Introduction

McDonald’s is a nostalgic component of America 🇺🇸 and a pioneer of fast food operations and real estate ventures, as depicted in the 2016 film, The Founder, about Ray Kroc. As a kid I traveled to different McDonald’s across the east coast and noticed a difference in the classic hamburger preparation for adding mustard (i.e. in Maryland and not in Upstate New York). After some Google research, I noticed others had documented the regional differences in the use of mustard and but no aggregated data set existed detailing which McDonald’s added mustard to their hamburgers.
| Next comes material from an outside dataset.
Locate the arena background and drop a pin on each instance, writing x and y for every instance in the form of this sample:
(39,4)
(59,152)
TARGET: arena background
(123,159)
I hypothesized that these deviations in food prep could be identified from yelp.com reviews. The process below explains the approaches I took to gather data from the web with the yelp API and the development of a shiny web application which detects string patterns in reviews for the keyword ‘mustard’ for a specific McDonald’s.

API Process

This script highly references Jenny Bryan’s yelpr example!

library(yelpr) # devtools::install_github("jennybc/ryelp")
library(httr)
library(stringr)
library(purrr)
# 1. Create an application on the [Yelp developers site](https://www.yelp.com/developers/v3/manage_app) and agree to the Terms and aggreements
## Set your credentials as environment variables. 
Sys.setenv(YELP_CLIENT_ID='**************')
Sys.setenv(YELP_SECRET='*****************************')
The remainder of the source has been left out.